Geralmente colocado como principal barreira para a mudança, o baixo custo do descartável não deveria atrapalhar a discussão, diz Nina. Para ela, não só as empresas, mas também os consumidores precisam fazer sua parte, passando a usar recipientes e talheres próprios e pedindo alternativas de embalagens biodegradáveis ou até de plásticos reutilizáveis — apesar, segundo ela, de não ser o ideal. “Não é o melhor dos mundos, mas ainda assim preferível ao descartável.”

O pote de plástico

Ao se mudar da cidade de São Carlos, no interior do estado de São Paulo, para trabalhar na capital, a engenheira de produção Julia Berlingeri, 27, percebeu que não teria tempo suficiente para cozinhar. Ela, que antes morava com a avó e quase nunca pedia comida, se tornou uma usuária constante do delivery. “É uma rotina muito diferente. Gasta-se muito tempo no deslocamento, e nem todo mundo consegue fazer as próprias refeições.”

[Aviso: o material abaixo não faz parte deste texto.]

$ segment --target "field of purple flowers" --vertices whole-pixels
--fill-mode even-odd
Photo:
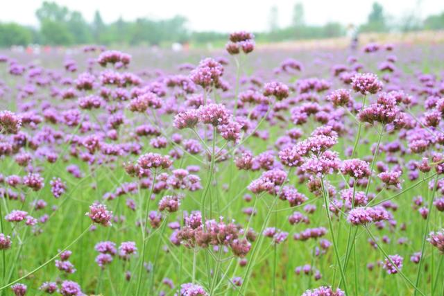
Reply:
[[[253,38],[1,53],[0,295],[443,295],[443,46]]]

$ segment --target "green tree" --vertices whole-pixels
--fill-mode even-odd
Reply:
[[[276,6],[271,6],[271,8],[270,8],[268,28],[271,32],[274,32],[279,28],[279,10]]]
[[[368,15],[367,24],[361,30],[367,32],[384,32],[388,30],[384,8],[377,2],[373,3],[372,10]]]
[[[65,23],[46,19],[40,23],[40,33],[44,43],[50,45],[71,45],[74,38]]]
[[[94,19],[92,21],[92,36],[94,42],[99,44],[102,41],[102,37],[105,34],[106,25],[102,20],[102,16],[100,15],[99,10],[96,10],[94,13]]]
[[[304,17],[304,6],[301,3],[297,3],[293,8],[293,17],[291,24],[293,26],[300,27],[305,24]]]
[[[0,46],[28,45],[32,41],[31,29],[17,24],[0,24]]]
[[[427,30],[444,29],[444,12],[429,16],[424,21],[424,28]]]
[[[55,2],[44,1],[42,7],[37,10],[35,16],[41,22],[49,20],[56,22],[66,22],[69,10],[65,6],[59,6]]]
[[[74,43],[85,44],[92,42],[92,34],[89,26],[80,12],[73,11],[69,14],[67,28],[72,35]]]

A engenheira começou a se sentir culpada por descartar as embalagens e bolou um novo esquema menos prejudicial para o ambiente. “Peguei copos e potes reutilizáveis e comecei a passar no restaurante para levar a comida neles.” O problema é que ela nem sempre tinha tempo de parar no caminho para casa. Então pensou em deixar uma pilha de potes em seu nome, que seriam enviados pelo restaurante sempre que pedisse delivery e depois devolvidos por ela.

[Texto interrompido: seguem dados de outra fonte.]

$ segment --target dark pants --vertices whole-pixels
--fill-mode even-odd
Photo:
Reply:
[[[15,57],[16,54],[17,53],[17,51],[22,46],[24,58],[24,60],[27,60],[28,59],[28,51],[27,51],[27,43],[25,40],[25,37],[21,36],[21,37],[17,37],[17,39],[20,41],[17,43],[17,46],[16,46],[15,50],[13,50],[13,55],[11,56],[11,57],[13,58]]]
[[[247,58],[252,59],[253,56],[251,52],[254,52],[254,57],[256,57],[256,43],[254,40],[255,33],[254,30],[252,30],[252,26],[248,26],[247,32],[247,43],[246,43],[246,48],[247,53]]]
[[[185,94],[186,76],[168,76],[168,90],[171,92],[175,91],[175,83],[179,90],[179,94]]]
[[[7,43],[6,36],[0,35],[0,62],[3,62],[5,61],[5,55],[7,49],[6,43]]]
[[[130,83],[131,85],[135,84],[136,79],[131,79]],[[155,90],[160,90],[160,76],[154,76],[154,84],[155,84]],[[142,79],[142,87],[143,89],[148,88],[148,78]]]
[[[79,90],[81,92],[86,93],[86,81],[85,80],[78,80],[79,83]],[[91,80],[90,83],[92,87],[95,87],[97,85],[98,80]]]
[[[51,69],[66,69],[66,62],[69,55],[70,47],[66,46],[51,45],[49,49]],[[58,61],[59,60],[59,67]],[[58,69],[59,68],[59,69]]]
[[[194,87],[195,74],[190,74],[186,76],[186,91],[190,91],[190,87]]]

O problema é que, além de aplacar sua consciência culpada, o método não faria grande diferença para o todo. “Não mudaria absolutamente nada na quantidade de lixo produzida em São Paulo. Foi aí que surgiu a ideia: e se eu começasse a deixar potes em restaurantes não só para mim, mas para quem mais quisesse usar?”

Essa é a premissa da Re.pote, iniciativa que Júlia fundou em 2020 ao lado da amiga e publicitária Ana Beatriz. Com o auxílio da empresa júnior da Poli-USP, que ajudou a desenvolver o projeto, elas querem oferecer recipientes de plástico reutilizável como alternativa aos restaurantes da cidade. Assim, o usuário tem a opção de ficar com o pote ou devolvê-lo. Nesse caso, a Re.pote fica responsável por coletá-los, higienizá-los e entregá-los de volta aos estabelecimentos, que pagam à empresa pelo serviço.

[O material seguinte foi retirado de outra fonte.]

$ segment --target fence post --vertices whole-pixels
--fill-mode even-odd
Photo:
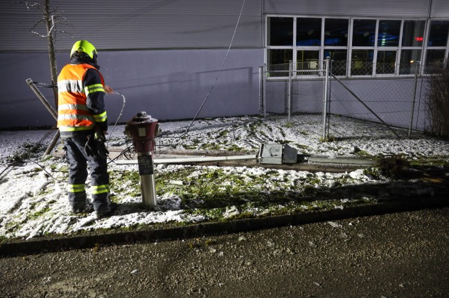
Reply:
[[[292,60],[288,63],[288,91],[287,98],[287,109],[288,111],[288,120],[287,123],[290,124],[290,115],[292,110]]]
[[[410,113],[410,126],[409,127],[409,133],[408,137],[410,138],[412,136],[412,127],[413,126],[413,114],[414,114],[414,104],[416,97],[416,86],[418,85],[418,73],[419,73],[420,68],[419,61],[416,61],[416,67],[415,67],[415,78],[414,78],[414,86],[413,87],[413,100],[412,100],[412,112]]]
[[[326,57],[326,74],[324,75],[324,94],[323,95],[323,133],[322,139],[326,140],[326,126],[327,120],[328,84],[329,82],[329,57]]]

Hoje, o projeto está em fase inicial e funciona apenas no restaurante Banana Verde, na Vila Madalena, zona oeste de São Paulo. Mas a ideia para 2021 é buscar novas parcerias e ampliar o funcionamento. “Existe uma ânsia dos clientes e dos próprios restaurantes por alternativas sustentáveis. Alguns têm inclusive nos procurado para saber mais sobre o projeto”, conta.

“Estamos viciados em pensar em iniciativas individuais, só que essa luta não pode ser uma jornada do herói, tem que ser coletiva”, declara Julia. “Nós nos colocamos como uma ferramenta para que mais pessoas possam fazer sua parte por um mundo mais limpo.”